Discussion:
searching for "4.1" works, but "4.1.1" returns no results
(too old to reply)
Kevin Blount
2007-03-27 18:32:29 UTC
Permalink
For my companies site I have removed all numbers from the "noise.enu"
file so that we can search through our documents for version numbers
of
our software.

The problem is that I can search for the major and first minor version
numbers, such as 3.3 or 4.1, but if I try to search for second minor
numbers as well, the search returns no results, i.e. 4.1.1 or 3.2.3. I
know documents exist on our site with 4.1.0 and 4.1.1 in them, but
they
won't appear in the results.

I'm wondering if there is a 2 period/fullstop limit or some other
combination of rules that "4.1.1" breaks? Any ideas?

(btw, this is a repeat post, as the only reply I get last time (Nov
2005) was basically an advertisement for 'Coveo' and I'm really
looking for a solution or work around for Index Server at this stage
(though I have tasked one of my team to look at Coveo))
Gang_Warily
2007-03-29 11:38:01 UTC
Permalink
Hi Kevin

Try searching for "NN4d1" & "NN4d1d1" ?
Not sure how ...

I actually wanted to find 'NN1' because Northamptonshire UK postcodes are
like 'NN1 4JQ' and stumbled on the article below.
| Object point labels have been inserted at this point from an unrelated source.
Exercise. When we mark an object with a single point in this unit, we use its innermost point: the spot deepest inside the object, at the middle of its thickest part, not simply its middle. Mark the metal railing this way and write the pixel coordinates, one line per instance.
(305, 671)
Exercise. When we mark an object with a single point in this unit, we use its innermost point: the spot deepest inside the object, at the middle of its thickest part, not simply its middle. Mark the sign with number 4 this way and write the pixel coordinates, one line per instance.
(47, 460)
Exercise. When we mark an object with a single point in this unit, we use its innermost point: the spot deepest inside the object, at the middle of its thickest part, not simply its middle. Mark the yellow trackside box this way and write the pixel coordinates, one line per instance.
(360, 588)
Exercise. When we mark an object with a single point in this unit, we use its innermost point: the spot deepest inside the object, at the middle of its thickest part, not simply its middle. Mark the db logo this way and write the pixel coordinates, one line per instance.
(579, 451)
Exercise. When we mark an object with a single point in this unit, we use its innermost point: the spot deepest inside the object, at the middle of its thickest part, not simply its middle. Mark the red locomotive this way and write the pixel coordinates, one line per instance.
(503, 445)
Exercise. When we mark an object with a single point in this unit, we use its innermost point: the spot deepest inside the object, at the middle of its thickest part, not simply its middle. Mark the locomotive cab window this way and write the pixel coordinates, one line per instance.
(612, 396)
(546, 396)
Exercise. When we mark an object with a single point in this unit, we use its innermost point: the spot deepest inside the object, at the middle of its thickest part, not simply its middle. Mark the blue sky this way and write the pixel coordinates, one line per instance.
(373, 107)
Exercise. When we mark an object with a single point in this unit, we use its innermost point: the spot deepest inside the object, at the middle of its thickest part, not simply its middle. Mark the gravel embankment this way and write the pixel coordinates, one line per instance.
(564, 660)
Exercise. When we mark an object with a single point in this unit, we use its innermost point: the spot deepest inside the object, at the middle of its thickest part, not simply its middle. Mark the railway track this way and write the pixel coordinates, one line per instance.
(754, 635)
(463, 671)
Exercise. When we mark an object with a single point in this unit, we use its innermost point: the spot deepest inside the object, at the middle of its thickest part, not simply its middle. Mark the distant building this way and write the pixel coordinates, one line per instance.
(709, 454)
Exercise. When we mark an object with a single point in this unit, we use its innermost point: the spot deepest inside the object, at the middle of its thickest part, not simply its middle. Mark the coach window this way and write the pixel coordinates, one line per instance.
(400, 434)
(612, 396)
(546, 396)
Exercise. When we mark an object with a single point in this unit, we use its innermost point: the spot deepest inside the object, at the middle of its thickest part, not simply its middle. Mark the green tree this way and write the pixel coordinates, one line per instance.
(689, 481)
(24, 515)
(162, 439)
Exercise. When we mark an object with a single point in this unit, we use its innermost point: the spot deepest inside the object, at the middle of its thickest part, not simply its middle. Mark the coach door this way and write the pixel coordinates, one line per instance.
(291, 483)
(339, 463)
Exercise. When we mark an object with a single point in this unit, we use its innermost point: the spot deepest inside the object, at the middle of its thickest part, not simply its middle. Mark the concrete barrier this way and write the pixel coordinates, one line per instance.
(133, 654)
It seems it stores numbers as words as well.

Eric

http://msdn2.microsoft.com/en-gb/library/ms693168.aspx

When you create a word breaker, it is recommended that the word breaker
normalize numbers to a canonical representation by using the pattern
"NNddDcc," where "NN" is the literal sequence "NN," dd is the integer portion
of the number, "D" is the literal "D," and cc is the fractional portion of
the number. Word breakers do not restrict the number of digits for either the
integer or the fraction portion of the number. It is recommended that word
breakers recognize numerical patterns that are delimited by both periods (.)
and commas (,). For example, Indexing Service represents both "1,000.2" and
"1.000,2" as "NN1000D2."
Post by Kevin Blount
For my companies site I have removed all numbers from the "noise.enu"
file so that we can search through our documents for version numbers
of
our software.
The problem is that I can search for the major and first minor version
numbers, such as 3.3 or 4.1, but if I try to search for second minor
numbers as well, the search returns no results, i.e. 4.1.1 or 3.2.3. I
know documents exist on our site with 4.1.0 and 4.1.1 in them, but
they
won't appear in the results.
I'm wondering if there is a 2 period/fullstop limit or some other
combination of rules that "4.1.1" breaks? Any ideas?
(btw, this is a repeat post, as the only reply I get last time (Nov
2005) was basically an advertisement for 'Coveo' and I'm really
looking for a solution or work around for Index Server at this stage
(though I have tasked one of my team to look at Coveo))
Kevin Blount
2007-03-29 19:16:38 UTC
Permalink
Post by Gang_Warily
Hi Kevin
Try searching for "NN4d1" & "NN4d1d1" ?
Not sure how ...
I actually wanted to find 'NN1' because Northamptonshire UK postcodes are
like 'NN1 4JQ' and stumbled on the article below.
It seems it stores numbers as words as well.
Eric
http://msdn2.microsoft.com/en-gb/library/ms693168.aspx
When you create a word breaker, it is recommended that the word breaker
normalize numbers to a canonical representation by using the pattern
"NNddDcc," where "NN" is the literal sequence "NN," dd is the integer portion
of the number, "D" is the literal "D," and cc is the fractional portion of
the number. Word breakers do not restrict the number of digits for either the
integer or the fraction portion of the number. It is recommended that word
breakers recognize numerical patterns that are delimited by both periods (.)
and commas (,). For example, Indexing Service represents both "1,000.2" and
"1.000,2" as "NN1000D2."
Post by Kevin Blount
For my companies site I have removed all numbers from the "noise.enu"
file so that we can search through our documents for version numbers
of
our software.
The problem is that I can search for the major and first minor version
numbers, such as 3.3 or 4.1, but if I try to search for second minor
numbers as well, the search returns no results, i.e. 4.1.1 or 3.2.3. I
know documents exist on our site with 4.1.0 and 4.1.1 in them, but
they
won't appear in the results.
I'm wondering if there is a 2 period/fullstop limit or some other
combination of rules that "4.1.1" breaks? Any ideas?
(btw, this is a repeat post, as the only reply I get last time (Nov
2005) was basically an advertisement for 'Coveo' and I'm really
looking for a solution or work around for Index Server at this stage
(though I have tasked one of my team to look at Coveo))
Thanks for the reply. I did a test using "NN4d1" and it returned the
same results as a search of "4.1", which is a good start. However,
searching for "NN4d1d1" returned no results, which unfortunately, is the
same as searching for "4.1.1".

I guess this means that the word breakers are working, but that it still
means that a dbl period/fullstop isn't useable.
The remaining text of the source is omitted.